TOKYO (Reuters) - Japan's Nikkei average .N225 topped 10,000 for the first time in seven months on Friday, buoyed by signs that Greece had avoid a messy default and by a weaker yen, which would help struggling Japanese exporters.
The benchmark index closed up 1.7 percent at 9,929.74 after trading as high as 10,007.62. It trimmed gains after some investors pocketed gains ahead of the U.S. February jobs data.
Trading volume spiked to a one-year high, with 2.65 billion shares changing hands due to settlement of March futures and options in a closely watch major “SQ” special quotation.
The Osaka Securities Exchange said after the close that Nikkei futures were settled at 9,946.46.
“The SQ is part of what we are seeing but also the beta rally continues in Japan,” a trader at a foreign brokerage said. “We are still finding people who are underweight. They missed the Japan rally, so in a sense they are playing catch-up.”
The slow Stochastics, a short-term momentum indicator, gave a bullish signal, indicating the Nikkei could trend higher, while another technical indicator, the moving average convergence-divergence, also looked set to turn bullish.
The yen, which slipped to a 9-1/2-month low against the dollar, boosted stocks in export-oriented firms. Sony Corp (6758.T) rose 4.3 percent, Toyota Motor Corp (7203.T) added 2.7 percent, Honda Motor Co (7267.T) gained 2.8 percent and Mazda Motor Corp (7261.T) advanced 4.7 percent.
Steelmakers were also in demand on Friday, with the iron & steel subindex .ISTEL.T up 3.7 percent.
The iron & steel sector has risen 18.4 percent this year, versus a 28.7 percent rise for the transport equipment subindex, .ITEQP.T, home to Toyota and Nissan Motor Co (7201.T), and a 56 percent surge for the securities subindex .ISECU.T.
The broader Topix .TOPX climbed 1.5 percent to 848.71.
Greece said after the Japanese market closed that 85.8 percent of private creditors had accepted its bond swap offer, which is key to securing an international bailout to avoid a disorderly default.
Strategists expected the Nikkei to pull back in the next couple of months, due to political uncertainty in Europe.

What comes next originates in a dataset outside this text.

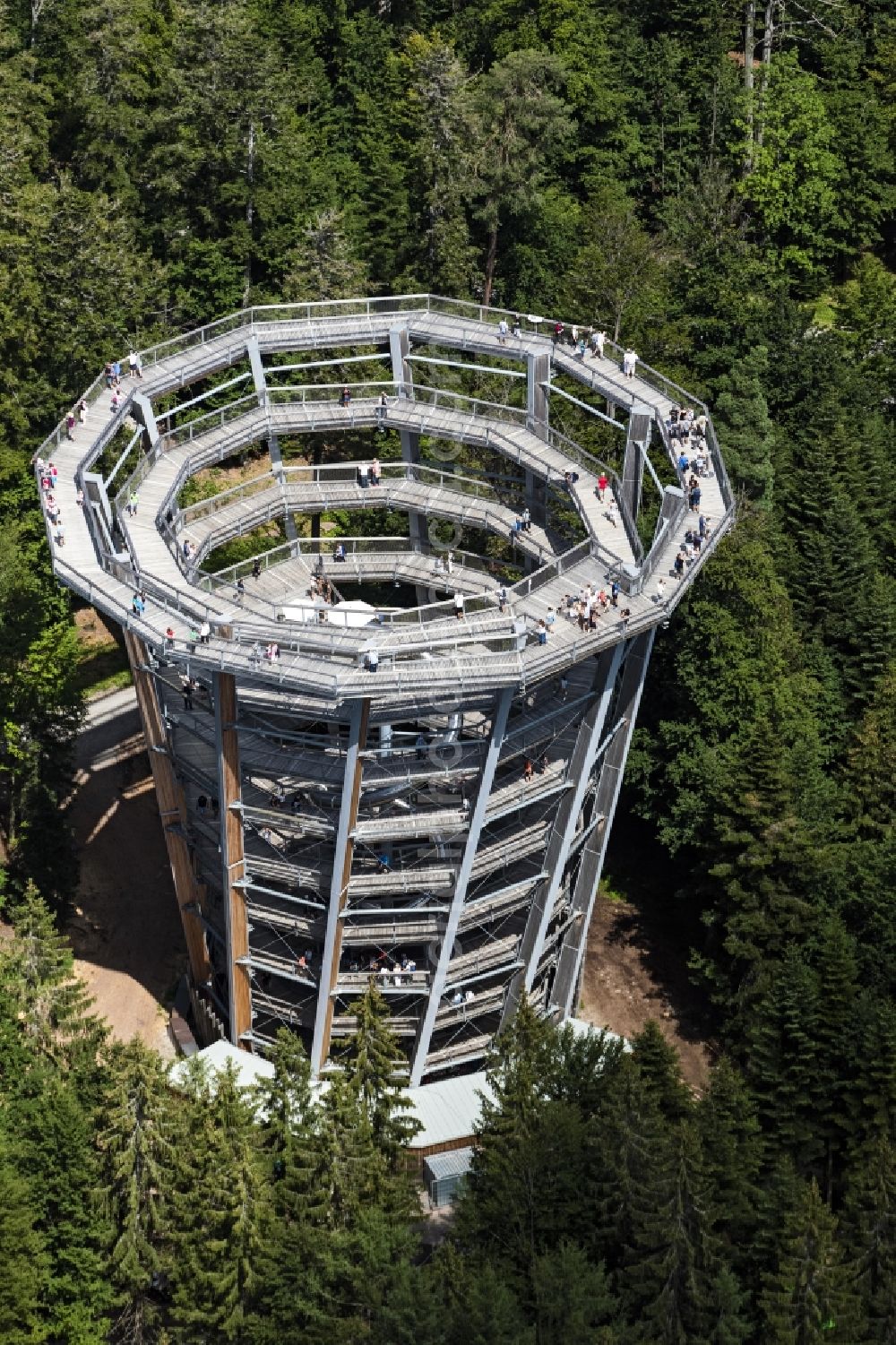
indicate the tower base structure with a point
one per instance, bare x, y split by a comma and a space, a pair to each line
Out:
394, 754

“After (reaching 10,000) the Nikkei will be corrected in March or April,” said Ryota Sakagami, chief strategist at SMBC Nikko Securities, citing elections in Greece and France during that period.

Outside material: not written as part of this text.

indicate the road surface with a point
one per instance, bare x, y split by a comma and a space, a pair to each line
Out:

“The upside of the equities should be limited,” he said, but added the Nikkei would not fall below 9,000 in the correction.
Shoichiro Yamauchi, technical analyst at Nomura, also expected the market to fall in the short-term, although he said the Nikkei may reach its short-term target of 10,500 in April.
“The advance/decline ratio shows the market is still overheated,” he said.
The benchmark Nikkei has risen more than 17 percent this year, buoyed by a run of strong U.S. economic data and accommodative monetary policies by global central banks that have sent investors back into risk assets.
The yen, on the other hand, has lost more than 6 percent against the greenback this year.
Stock valuations on the Nikkei at Thursday’s close imply a 0.9 percent five-year earnings-per-share compound annual growth rate (CAGR) for the index as a whole, data from Thomson Reuters StarMine showed.
That means the market is pricing the index as if EPS growth will be 0.9 percent every year over that five-year period, on a compound basis. It was minus 0.8 percent eight weeks ago.
Implied five-year EPS CAGR on S&P 500 .SPX is 3.7 percent.
Investors will shift their focus to the U.S. February non-farm payrolls data due at 1330 GMT. Economists in a Reuters survey forecast 210,000 jobs were created in the United States in February compared with 243,000 new jobs in January, while the unemployment rate is seen at 8.3 percent, unchanged from the January rate.